– Robotnikom Poznańskiego Czerwca 1956 r. chodziło o największe dla człowieka wartości: o chleb, o wolność i sprawiedliwość, i o Boga, który jest ostatecznym fundamentem wolności i sprawiedliwości – mówił podczas obchodów 65. rocznicy powstania bp Szymon Stułkowski. Uroczyste obchody odbyły się m.in. przed bramą Zakładów H. Cegielskiego, przed Pomnikiem Poznańskiego Czerwca i w kościele dominikanów.

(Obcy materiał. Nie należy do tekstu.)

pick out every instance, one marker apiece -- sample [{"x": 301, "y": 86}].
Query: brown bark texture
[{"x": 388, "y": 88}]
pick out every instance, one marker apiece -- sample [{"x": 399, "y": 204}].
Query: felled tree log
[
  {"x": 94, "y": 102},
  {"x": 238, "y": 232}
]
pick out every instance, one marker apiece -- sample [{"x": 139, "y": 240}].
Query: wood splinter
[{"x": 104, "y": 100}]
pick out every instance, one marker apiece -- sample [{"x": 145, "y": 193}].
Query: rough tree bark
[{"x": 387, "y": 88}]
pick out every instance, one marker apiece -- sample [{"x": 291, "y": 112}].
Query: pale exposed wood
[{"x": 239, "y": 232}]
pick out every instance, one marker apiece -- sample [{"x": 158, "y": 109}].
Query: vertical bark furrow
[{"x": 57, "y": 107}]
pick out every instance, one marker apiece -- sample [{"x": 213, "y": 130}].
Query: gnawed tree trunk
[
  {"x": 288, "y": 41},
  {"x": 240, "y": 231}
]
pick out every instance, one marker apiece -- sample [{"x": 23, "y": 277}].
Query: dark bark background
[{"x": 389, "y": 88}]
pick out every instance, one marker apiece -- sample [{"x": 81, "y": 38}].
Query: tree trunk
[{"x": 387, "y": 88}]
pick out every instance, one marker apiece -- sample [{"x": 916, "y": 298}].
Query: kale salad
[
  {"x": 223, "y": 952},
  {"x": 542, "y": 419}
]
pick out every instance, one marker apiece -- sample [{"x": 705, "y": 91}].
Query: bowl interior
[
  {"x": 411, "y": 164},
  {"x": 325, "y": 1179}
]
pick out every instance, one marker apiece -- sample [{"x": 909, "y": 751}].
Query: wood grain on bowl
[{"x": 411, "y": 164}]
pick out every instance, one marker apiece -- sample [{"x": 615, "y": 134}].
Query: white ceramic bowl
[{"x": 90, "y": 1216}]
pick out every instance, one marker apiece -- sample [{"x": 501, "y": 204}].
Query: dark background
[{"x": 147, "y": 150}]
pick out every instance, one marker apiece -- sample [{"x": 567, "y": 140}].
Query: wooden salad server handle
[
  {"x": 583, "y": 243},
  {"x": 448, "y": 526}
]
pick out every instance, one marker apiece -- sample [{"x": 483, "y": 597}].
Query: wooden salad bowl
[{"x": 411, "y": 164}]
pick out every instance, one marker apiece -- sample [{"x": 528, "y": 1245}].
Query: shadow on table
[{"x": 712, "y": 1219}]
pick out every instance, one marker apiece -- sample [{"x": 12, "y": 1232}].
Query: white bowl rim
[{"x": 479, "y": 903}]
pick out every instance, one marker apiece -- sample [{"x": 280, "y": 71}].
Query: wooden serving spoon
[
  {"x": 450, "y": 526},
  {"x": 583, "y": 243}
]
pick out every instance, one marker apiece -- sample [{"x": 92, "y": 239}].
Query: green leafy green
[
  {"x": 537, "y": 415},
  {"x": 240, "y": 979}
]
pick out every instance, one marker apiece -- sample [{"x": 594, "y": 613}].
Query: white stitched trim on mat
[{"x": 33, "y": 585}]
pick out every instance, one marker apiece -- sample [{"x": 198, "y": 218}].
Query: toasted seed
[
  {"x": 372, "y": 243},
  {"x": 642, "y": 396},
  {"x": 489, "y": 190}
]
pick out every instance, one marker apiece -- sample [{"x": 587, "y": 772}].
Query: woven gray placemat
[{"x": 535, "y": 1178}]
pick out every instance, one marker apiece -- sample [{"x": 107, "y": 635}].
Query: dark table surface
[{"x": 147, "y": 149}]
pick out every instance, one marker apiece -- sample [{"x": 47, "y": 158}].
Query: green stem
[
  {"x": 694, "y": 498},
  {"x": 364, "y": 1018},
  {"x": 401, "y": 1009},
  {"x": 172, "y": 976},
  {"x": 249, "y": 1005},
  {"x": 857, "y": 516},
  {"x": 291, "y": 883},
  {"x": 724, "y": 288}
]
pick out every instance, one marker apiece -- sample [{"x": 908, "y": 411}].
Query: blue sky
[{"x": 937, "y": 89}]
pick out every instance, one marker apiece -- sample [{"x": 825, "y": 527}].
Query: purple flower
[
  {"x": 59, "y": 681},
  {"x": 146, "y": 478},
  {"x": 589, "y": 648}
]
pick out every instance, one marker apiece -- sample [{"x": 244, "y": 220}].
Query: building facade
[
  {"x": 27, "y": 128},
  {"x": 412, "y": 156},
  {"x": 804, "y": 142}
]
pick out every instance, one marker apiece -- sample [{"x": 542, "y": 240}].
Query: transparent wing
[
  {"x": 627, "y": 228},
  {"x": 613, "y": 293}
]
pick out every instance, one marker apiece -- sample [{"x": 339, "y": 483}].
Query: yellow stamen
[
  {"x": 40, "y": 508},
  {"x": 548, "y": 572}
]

Podczas uroczystej Mszy Św. z udziałem uczestników wydarzeń, parlamentarzystów i władz samorządowych bp Stułkowski przypomniał, że robotnicy przeżywali 65 lat temu wewnętrzne rozterki, może nawet lęk i strach.
– Zdawali sobie sprawę z tego, że nie wszyscy koledzy z pracy wyszli na ulice. Były również nawoływania ze strony niektórych, by jeszcze czekać i próbować dalszych rozmów z władzą. Były także działania podejmowane przez innych, by demonstrantów zatrzymać i zawrócić do fabryk. Przede wszystkim jednak była powszechna świadomość o bezwzględności komunistycznej władzy, o terrorze, który stał się niejako zwyczajnym narzędziem jej obecności pośród społeczeństwa – mówił poznański biskup pomocniczy.
Wesprzyj nas już teraz!
– Zdecydowana większość manifestantów przezwyciężyła rodzący się strach w sercu i obawy. Szli dalej, bo przecież chodziło o upomnienie się o największe dla człowieka wartości: o chleb, o wolność i sprawiedliwość, i o Boga, który jest ostatecznym fundamentem wolności i sprawiedliwości. Z obrony tych wartości nie można się nigdy wycofać, dla tych wartości nie wolno się nigdy wahać, chodzi w nich przecież o całego człowieka, i chodzi w nich przecież o każdego człowieka – podkreślił bp Stułkowski.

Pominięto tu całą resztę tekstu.